As she studied him, the extent of his handsomeness was revealed, with those proud high cheekbones, dark slashing eyebrows, lean cheeks, a bold forehead, nose and chin and that mobile expressive mouth. When he was awake, intelligence and aggression carved him into a natural biological weapon. He was such a battering ram of a male, his personality was the kind of force that could roll over a country and bring down a government. No wonder the Dark Fae reacted so strongly to the possibility of him moving into their lands and home.

He’d had fun yesterday. Fun. She thought of him sprawled in the armchair in the downstairs study, calmly demolishing pastry after pastry while Aubrey looked at him in shock. Or what about that god-awful dinner? A variety of people looked daggers at him and tried several times to deliver a direct verbal cut, while he plowed through alarming amounts of beautifully prepared food with evident enjoyment for the cuisine and a monumental indifference for anybody else’s opinion. It wasn’t that he didn’t get that people had been trying to insult him. He just didn’t care.

She pinched her nose hard and bit her lip to keep from laughing and waking him up. He needed so much less sleep than she did, and to the best of her knowledge he had not had a chance to rest since he had arrived in Chicago. She wanted to enjoy this rare treat of watching him while he slept.

She had to learn to trust him, he’d said. He was right. Yesterday he had gleaned a surprising amount of information just by observing people, and he had a clear, strong vision of what he needed to do. His ruthlessness, his aptitude for tactics and strategy, and his incisive logic and investigative skills were all natural fits for the position he had reached out and taken for himself.

She took a deep breath and sighed.

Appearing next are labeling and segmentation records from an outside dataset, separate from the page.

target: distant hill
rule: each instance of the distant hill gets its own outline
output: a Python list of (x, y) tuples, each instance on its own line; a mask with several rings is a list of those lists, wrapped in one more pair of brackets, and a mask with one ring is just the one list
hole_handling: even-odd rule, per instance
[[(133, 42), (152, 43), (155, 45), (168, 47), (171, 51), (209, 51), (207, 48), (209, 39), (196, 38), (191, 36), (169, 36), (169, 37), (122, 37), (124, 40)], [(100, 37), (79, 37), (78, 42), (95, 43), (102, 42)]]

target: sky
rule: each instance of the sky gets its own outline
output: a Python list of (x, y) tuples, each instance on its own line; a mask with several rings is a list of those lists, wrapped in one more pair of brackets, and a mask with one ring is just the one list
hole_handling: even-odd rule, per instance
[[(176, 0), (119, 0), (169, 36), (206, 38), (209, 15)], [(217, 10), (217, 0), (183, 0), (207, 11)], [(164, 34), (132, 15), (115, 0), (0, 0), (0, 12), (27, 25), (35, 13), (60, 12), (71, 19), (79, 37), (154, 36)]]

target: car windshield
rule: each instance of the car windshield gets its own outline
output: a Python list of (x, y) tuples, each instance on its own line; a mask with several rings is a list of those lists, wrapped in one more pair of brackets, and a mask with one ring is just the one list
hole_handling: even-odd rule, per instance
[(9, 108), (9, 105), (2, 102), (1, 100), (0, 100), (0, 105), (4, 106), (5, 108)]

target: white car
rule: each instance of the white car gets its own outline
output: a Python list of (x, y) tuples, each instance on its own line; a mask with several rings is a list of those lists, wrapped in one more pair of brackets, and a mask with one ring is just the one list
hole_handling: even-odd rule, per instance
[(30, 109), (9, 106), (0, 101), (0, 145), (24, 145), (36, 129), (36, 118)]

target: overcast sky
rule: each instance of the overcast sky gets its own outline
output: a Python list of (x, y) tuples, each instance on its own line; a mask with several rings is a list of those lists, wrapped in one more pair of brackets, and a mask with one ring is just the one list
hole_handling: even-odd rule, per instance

For the first time in what seemed like forever, the tight, restricting band around her chest was gone. She felt lighter, full of hope and optimism.

Tiago’s compilation of facts was persuasive. She believed as he did, that a killer lay in quiet wait in the house. But she now believed that the killer would be caught, and that she and Tiago had a fighting chance in this new life they had begun to carve out for themselves.

Belief, hope, optimism. Passion and laughter. A sense of safety. Look at the wealth of gifts he had given her. Just days ago she had been drunk, injured, frightened and alone.

Overcome with emotion, she pressed a kiss to his warm pectoral. She watched his face as he stirred, his beautiful mouth pulling into a sleepy smile. He put a hand to her cheek and fingered the pointed tip of her ear. She felt his penis stiffen against her hip, felt her own responding clench of hunger, and she indulged in a luxurious full-body stretch that moved her body along the length of his.

“Faerie, you sure do know how to make a man glad he’s alive,” he said. His morning voice was gravelly, deeper, and it rumbled against her cheek. He yawned.